Focused testing – This aims at getting feedback on specific features. Companies ship releases to assess what users think about particular features.

Technical testing – In this case, a product is released within an organization only to get feedback from the employees.

Beta testing may also be done after a product has been released. Companies collect data and use it to work on future releases.

Benefits of Beta Testing

Bug detection – A beta test gives an opportunity to identify possible issues that customers may experience. By letting real users use the product in an environment similar to that of a final release, you get to learn about bugs that must be fixed. Internal, lab testing can’t always get this part well covered.

Prevent Public Failure – You also get an opportunity to validate your hypothesis by running a beta test. It lets you know whether or not your product meets the expectations of users. You will also learn more about how users view the features you’re bringing.

Useful Feedback – This is one of the most obvious benefits of a beta test. It offers an avenue to get direct feedback and suggestions from users influenced by actual usage. These can influence what to work on, including in future releases. They can give a hint of what could be a potential deal-breaker for users and so needs fixing.

Observe User Behavior – Beyond the feedback users provide, beta testing gives you a chance to monitor user behavior. Product managers can get to confirm whether users are interacting with the product as intended or there are new usage patterns. They can also carry out A/B tests and other experiments to see what promotes the preferred behavior.

Among other benefits, beta testing lets you validate the correlation between performance indicators or OKRs (Objectives and Key Results) and targeted behavior. You can also learn the best approach to adopt for rollout.

Beta Testing vs. Alpha Testing

You might wonder what the difference is between a beta test and an alpha test. The distinction between the two is a factor of when they’re done, who is involved, and where they are taking place.

Alpha testing comes first, towards the end of development, to detect all possible issues. The testers involved here are employees of an organization and the test is done in a lab or testing environment. This test is dubbed “alpha” simply because it is done early on, prior to beta testing.

As we have pointed out already, a beta test, on the other hand, involves actual users in a “real,” non-stage environment.

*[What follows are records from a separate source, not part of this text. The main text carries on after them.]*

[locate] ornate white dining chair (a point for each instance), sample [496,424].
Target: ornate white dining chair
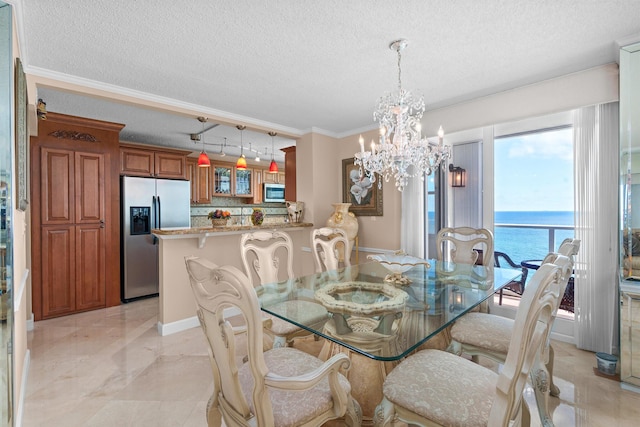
[434,387]
[279,387]
[464,245]
[326,243]
[267,257]
[489,335]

Representatives of the target market use your product and provide feedback that can guide what to do or fix. The testing is deemed a form of external user acceptance testing.

An alpha test aims to spot as many potential issues and bugs as possible before you present your product to the public. A beta test, on the other hand, offers a means of assessing the performance, usability, and reliability of a solution under “real” conditions.

What Follows a Beta Test?

After completing the testing, you will need to prepare a summary report of the feedback and findings you have made. This will serve a useful purpose in knowing where you need to do more work.  Often, the next step is to go directly to General Availability (full release) at this point.  Some companies create a release candidate (RC) using the feedback collected during the beta test. This is also released to real users to confirm that identified issues and bugs have been fixed. 

Not all software needs to follows these formalized stage-gated steps of release.  It is mostly intended for major new software or B2B products that are mission critical for their customers.  By contrast, many web B2C products are released continuously with small and iterative deployments.  Like any tool or process, it is important to use the right one for the job.